Two recent engagements – one with a larger client, the second with a prospective client – reminds me how essential it is for senior leaders to understand workplace culture without oversimplifying it. It’s a message echoed in a great post by Culture University’s Tim Kuppler at Switch & Shift:

The #1 workplace culture challenge is convincing your CEO or top leader that some aspect of culture requires their personal attention. How is culture impacting performance? Why should they care? Why is culture at the root of some of their most difficult challenges? Why they should and must DO SOMETHING.
— Tim Kuppler

Kuppler continues that the why question must addressed first, that senior leadership has understand with clarity and some depth why workplace culture is an issue in the organization. A rushed job on the why is going to equal a rushed job on the how – as in how we will work to address workplace culture gaps.

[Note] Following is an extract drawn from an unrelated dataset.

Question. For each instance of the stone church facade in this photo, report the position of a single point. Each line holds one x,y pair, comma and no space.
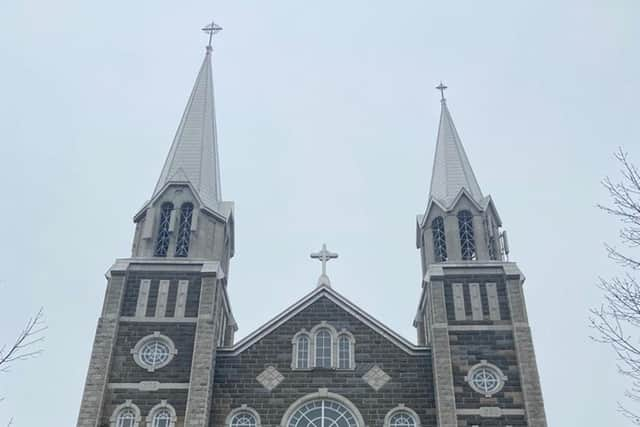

In the case of our larger client, it was inspiring how quickly the leadership sifted through the noise of data and landed on culture as a presenting problem. More inspiring? Their collective willingness to “linger” on the data, to spend time trying to understand what they wanted to solve – and why.

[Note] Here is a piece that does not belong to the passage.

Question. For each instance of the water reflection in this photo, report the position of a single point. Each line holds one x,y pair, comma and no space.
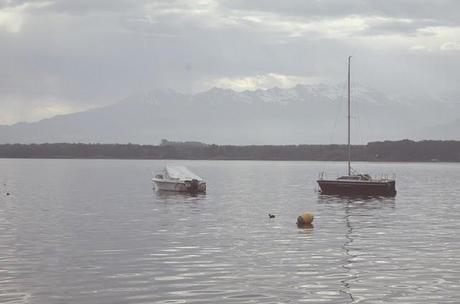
354,209
177,196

In the case of our prospective client, it was differently inspiring to see them slowly raise their eyes up from the day-to-day business challenges – job descriptions, policies, compliance issues – and chew on the issue of culture. This was a new conversation to these folks, but one they were willing to have.

And it very much is a case of will. Culture is hard. It can be vague and nebulous. It feels soft and unmeasurable.

But as Kuppler, and so many others, argue, workplace culture is not just the glue – it is the fuel that creates effective combustion for organizations.

  • A healthy culture drives performance. In fact, a healthy team climate can return as much as 24¢ on the dollar, according to our friends at the Hay Group.

  • Great cultures – think Amazon or Zappos (or if you live in the past, Ukrop’s) – create legendary customer service, and loyalty.

  • Strong organizational culture swallows silos, and breaks down walls between departments and work groups.

  • A healthy workplace culture attracts great talent, defends against bad behavior, aligns people around strategies and change, and reduces negative employee feedback. 

The will to invest in developing a healthy workplace culture is hard to cultivate. Taking a walk around your organization with an eye on culture – where it is adding energy, and where it is taking energy away – may help your leadership visualize the why more clearly.